Team Position: Medical Team Lead
Scheduled Travels Include: Medical Team
Home State: Texas
Family Facts: Second oldest of nine, with five brothers and three sisters
Favorite Country: It’s difficult to say. I have been in Peru the most and definitely enjoy the Andes region there. India is the most unique country I have experienced.
Strangest food I’ve ever eaten: It’s a tie between deep-fried guinea pig in Peru and dried grub worms in Zimbabwe.
I never travel without… a well-stocked first aid kit, which typically includes IV medications and antibiotics. This is due to some learning experiences on my first mission trip.
Me in 12 Words or Less: Student of life. Quiet, observant, and adventurous. Coffee is essential for life.
I was born in Ohio, grew up on a dairy farm in Kentucky, and have lived in quite a few places since then. At 15 I moved with my parents to a ranch in southern Colorado and worked there for three years for my Dad and for a neighbor doing typical ranch work – cows, haying, fencing and just about everything else that needed to be done.
At 18, I randomly decided to move to Texas and train in emergency response at the International ALERT Academy. I received my certifications in search and rescue, rope rescue, firefighting, wilderness first aid, search and recovery SCUBA diving, and several other fields. This is where I realized my calling for public service and pursued it further the following year. I went back in 2014 for my EMT and Paramedic training. After all that I took a paramedic position in Kentucky and worked there for a year, then moved back to Texas and have been here since.
Currently I’m a full-time student and a part-time paramedic. I graduated in February of 2018 with an associates in nursing and am pursuing a BSN degree with a focus on pre-medicine science.
For the past two years, I have been traveling during my breaks for short-term mission trips, part-time contract jobs internationally, and a few more traditional “touristy” trips. The mission trips have been the most fulfilling by far, but I thoroughly enjoy travel in general. I enjoy using my medical skills to help people. Although I get paid to do it at work, that’s not as fulfilling as helping in a remote village where the most basic medical needs are not being met. I have a passion for going where the needs are the greatest, medically speaking, and helping any way possible, whether teaching someone about basic health and nutrition or handing them a small bottle of basic medication that we so often take for granted.

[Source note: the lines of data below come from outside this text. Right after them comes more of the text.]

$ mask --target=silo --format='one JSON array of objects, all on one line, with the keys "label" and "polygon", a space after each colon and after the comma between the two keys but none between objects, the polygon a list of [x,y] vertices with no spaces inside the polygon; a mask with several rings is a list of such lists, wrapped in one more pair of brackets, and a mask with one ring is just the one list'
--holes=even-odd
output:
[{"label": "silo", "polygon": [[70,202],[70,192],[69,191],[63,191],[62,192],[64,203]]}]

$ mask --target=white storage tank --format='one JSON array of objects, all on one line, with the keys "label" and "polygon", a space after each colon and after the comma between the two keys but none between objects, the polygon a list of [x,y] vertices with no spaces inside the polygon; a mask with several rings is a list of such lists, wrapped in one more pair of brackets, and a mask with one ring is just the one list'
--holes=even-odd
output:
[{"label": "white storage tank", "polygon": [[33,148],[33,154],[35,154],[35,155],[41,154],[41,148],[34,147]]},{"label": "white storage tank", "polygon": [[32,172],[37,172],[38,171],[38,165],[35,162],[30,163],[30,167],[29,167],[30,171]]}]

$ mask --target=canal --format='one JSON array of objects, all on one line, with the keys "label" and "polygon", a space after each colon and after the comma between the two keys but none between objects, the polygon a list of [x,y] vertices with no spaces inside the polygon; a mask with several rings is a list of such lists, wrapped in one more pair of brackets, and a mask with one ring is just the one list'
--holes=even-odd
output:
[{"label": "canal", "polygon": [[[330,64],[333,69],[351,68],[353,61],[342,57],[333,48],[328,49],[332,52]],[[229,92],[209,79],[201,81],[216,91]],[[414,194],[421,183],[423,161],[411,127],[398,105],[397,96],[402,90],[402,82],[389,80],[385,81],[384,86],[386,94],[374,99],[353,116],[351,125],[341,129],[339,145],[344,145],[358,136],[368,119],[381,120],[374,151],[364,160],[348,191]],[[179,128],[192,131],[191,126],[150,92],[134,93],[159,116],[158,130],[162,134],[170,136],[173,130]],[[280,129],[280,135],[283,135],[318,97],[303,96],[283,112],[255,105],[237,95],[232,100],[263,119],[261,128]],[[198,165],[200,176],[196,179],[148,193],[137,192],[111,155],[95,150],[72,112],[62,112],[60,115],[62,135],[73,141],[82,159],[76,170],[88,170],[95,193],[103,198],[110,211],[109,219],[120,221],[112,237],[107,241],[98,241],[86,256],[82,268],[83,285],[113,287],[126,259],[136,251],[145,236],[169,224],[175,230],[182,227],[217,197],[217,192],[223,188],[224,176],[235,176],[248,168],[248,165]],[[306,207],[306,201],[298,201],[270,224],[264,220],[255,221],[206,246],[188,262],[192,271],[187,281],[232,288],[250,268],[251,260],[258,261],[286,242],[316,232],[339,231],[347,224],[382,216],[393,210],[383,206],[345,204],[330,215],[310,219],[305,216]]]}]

Lee's Perspective on International Ministry:
My first exposure to international missions was when a close friend convinced me to go with him to Chiapas, Mexico for a medical mission trip. While I had an interest in missions before, this trip really opened my eyes to the needs in these places. I was exposed to the fact, over and over, that while we may feel that we are only helping in a small way, it can make a huge impact on someone’s life.
I found it hard to believe that some of these people have almost no access to any sort of modern medicine. And on top of that, they have almost zero exposure to the outside world. Their culture is mostly ancient Catholicism influenced by old Mayan superstitions. This results in a huge distrust and fear of any outside ideology. This intrigued me and started a desire to spend more time helping those who are oppressed by their culture. I want to point them to the freedom that is in Christ and show them that their lives do not need to be dominated by fear – that in Christ Jesus all can have freedom and be loved by an ever-loving, ever-forgiving God, living our lives boldly and courageously.
How do you change a culture that has roots hundreds of years deep and so engrained in the culture? I believe that God changes lives and have faith that he will accomplish this. I believe that simply going and loving people, offering simple assistance where needed and always pointing them to Christ can make an impact. We can teach those who will listen and pray for those who are resistant, while selflessly serving the needs of the people.
Since my trip to Chiapas, I have spent time with gypsy children in Romania, Christian churches in India, and orphans in the feeding projects in Zimbabwe. Everywhere I see the fear, hopelessness and superstition that unredeemed culture engrains in people. If I can point one person to the hope and freedom in Christ then my trip has been worth it a thousand times over.